今回ベースにしているのはアーケード版なんですが、
当時は平面上の画面で、ソルバルウが地面から飛んでいるシーンを
プレイヤーが脳内で想像しながらプレイしていたと思うんです。
それを3DS上で立体視を利用して実際に再現したら、
あの浮遊感を出せるんじゃないかと思って、最初に着手しました。 - 岩田
- でも、つくりはじめると、
たくさんの矛盾と戦うことになったんですよね。 - 中野
- ええ、そうなんです・・・。
オリジナル版では平面上でゲームが成り立っているので、
ソルバルウを本当に宙に浮かせた時点で、
いろいろな矛盾点が出てくるんです。
たとえば、地上の敵がソルバルウに対して弾を撃つんですが、
オリジナルでは同一平面上に
すべてのキャラクターが存在する構造なので、
撃った瞬間の弾はソルバルウと同じ高度に出現し
すぐソルバルウに当たってもとくに違和感がないんです。
でも3DSで本当にソルバルウが宙に浮いてしまうと、
地上から発射した弾が空中のソルバルウと
同じ高度にイキナリ「ビュッ!!」とあらわれるという・・・。
「あれ? なにかおかしいぞ」と(笑)。
“違和感ありまくり”なんです。
- 岩田
- 脳内で3次元をイメージしながらプレイしていた
2次元ゲームを3次元にしたら、
矛盾だらけになってしまった、ということですよね。 - 中野
- はい、同じような理由で
今度はソルバルウから地上の敵に爆弾を落とすんですが、
撃った瞬間、地上に着弾してしまっているという・・・(笑)。
見た目の違和感もたくさん出てきてしまいました。 - 岩田
- ところが、それを自然に見せようとすると
今度はゲーム性が破壊されてしまうんですよね? - 中野
- そうなんですよ!
実際のゲームは、2次元でつくられているので
弾を発射した時点でソルバルウに当たる、という関係性が成立します。
でも3DSでは、弾が出た瞬間はソルバルウに当たらないよう、
弾の移動時間をつくらないといけないんです。
そういったこまかな矛盾が本当に多かったんです。
どうしたらオリジナルのファンにも納得してもらいつつ
3DSで『ゼビウス』に驚きを与えられるか、
というところが大きな課題でした。 - 岩田
- なので、パッと見は、ただの移植なんですが
じつは・・・相当手間がかかっているんですよね(笑)。
もとのゲームを移植するだけの手間にくらべて
20倍ぐらいかかっている感じですかね。 - 中野
- はい、そうですね。
そこがちょっとくやしい部分でもあります(笑)。
こまかな部分を観察すれば気づいていただけると思いますが、
じつは絵もプログラムも、いちからすべて
アリカさんにつくっていただいています。 - 岩田
- それと、立体の世界を
いちからちゃんとつくっていくだけではなくて、
3Dボリュームを下にスライドさせると、
2Dの昔のイメージになめらかに変化していく・・・
というところもまた、ものすごく苦労したんですよね。 - 中野
- はい。

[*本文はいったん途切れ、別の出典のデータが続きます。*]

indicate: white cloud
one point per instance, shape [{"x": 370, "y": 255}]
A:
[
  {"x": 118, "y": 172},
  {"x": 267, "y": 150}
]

その努力も、もう・・・惜しまずに(笑)。
最初は、やはり新しいハードということもあって
映像的にリッチな表現をゲームに取り入れてみたんですが
あまりそこに大きな驚きがなかったんです。 - 岩田
- はい。わたしも宮本さんも
「もとに戻してくれ~!」とお願いしました(笑)。
- 中野
- やっぱりみなさん、昔の『ゼビウス』の記憶が強くて、
「あの『ゼビウス』のソルバルウが地上から飛び立つ!」
というところに対する驚きがいちばん大きいんですよね。 - 岩田
- ちなみに、実験したらじつはうまくいかなかったタイトルや、
逆に3Dの効果とマッチしたタイトルがあれば教えてもらえますか? - 中野
- そうですねえ・・・。
ひとつ、うまくいかなかったものの代表としては
ファミコンの『テニス』(※9)です。
これはもともと背景のテニスコートが
パースのかかった見せ方だったので
そのまま3Dに再現すればいけるんじゃないかと思ったんです。
でも、もともとが平面上で自然に立体に見せようと
つくられた画面だったので、実際に立体で表現しても
とくに驚きが何もなかったんですよ・・・。
「あれ? 普通すぎる!」という(笑)。
ファミコンの『テニス』=1984年、ファミコン用ソフトとして発売されたスポーツゲーム。
- 岩田
- “驚きがないという驚きがあった”ということですね(笑)。
- 中野
- はい(笑)。
あとはプログラム的な問題で、
平面上で表現されるボールやラケットのアタリ判定を、
3Dフィールドでつくろうとすると、本当にいちから
テニスゲームをつくるのと同じくらいの労力がかかるんです。
立体になることで驚きがあればつくる価値があったんですが、
そもそもそれがないから、そこまでする価値がない、
という話になり、この話はなくなりました。 - 岩田
- あまりにも普通すぎて、ボツになったわけですね。
- 中野
- はい。うまくいった例としては『ゼビウス』もそうなんですが、
『エキサイトバイク』(※10)があります。
『エキサイトバイク』=1984年、ファミコン用ソフトとして発売されたレースゲーム。
- 岩田
- 『エキサイトバイク』は、
今回eショップオープン記念として、
期間限定で無料配信することになったソフトですね。 - 中野
- はい。この『エキサイトバイク』は、
単純に、キャラクターや背景画像が層状に重なって奥行きとして見える
というかたちではなく、3Dボリュームを上げていくと
パースがついたすごく立体的な世界が「ブワッ!!」と広がるんです。 - 岩田
- ああ、あれはちょっと不思議なんですよね。
もともと『エキサイトバイク』の絵は
ななめから見た“正射影法”で描かれた絵なので、
遠くの風景や人物は小さくならないんです。
それが立体になると世界がものすごく広がりますので、
無料配信の機会を活かして、すでに3DSをお持ちの方は、
絶対に体験してほしいですね。 - 中野
- ええ、そうですね、絶対に。
キャンペーン期間中に、
ぜひダウンロードしていただきたいと思います。 - 岩田
- 3Dクラシックスは、全部でいくつくらいつくったんですか?
- 中野
- 現在、制作しているのは6タイトルです。
そのうち、6月7日の配信日には、
『ゼビウス』と『エキサイトバイク』を予定していますので
その他のタイトルも含めて、
楽しみにお待ちいただきたいと思います。 - 岩田
- ちなみに、それらのタイトルを選ぶポイントは何でしたか?
立体視の見た目の効果がいいことと、
つくる手間のバランスは重要ですよね。 - 中野
- そうですね。あとはオリジナルゲームについて
ある程度は認知度がないと、それが立体視になって
変わっていくイメージとつながらないので、
どちらかが欠けてもダメだと思いました。
マイナーだけど立体視で効果的なものとか、
すごくメジャーだけどうまく落としこめないものもありましたので、
このふたつが合致したものを選定していきました。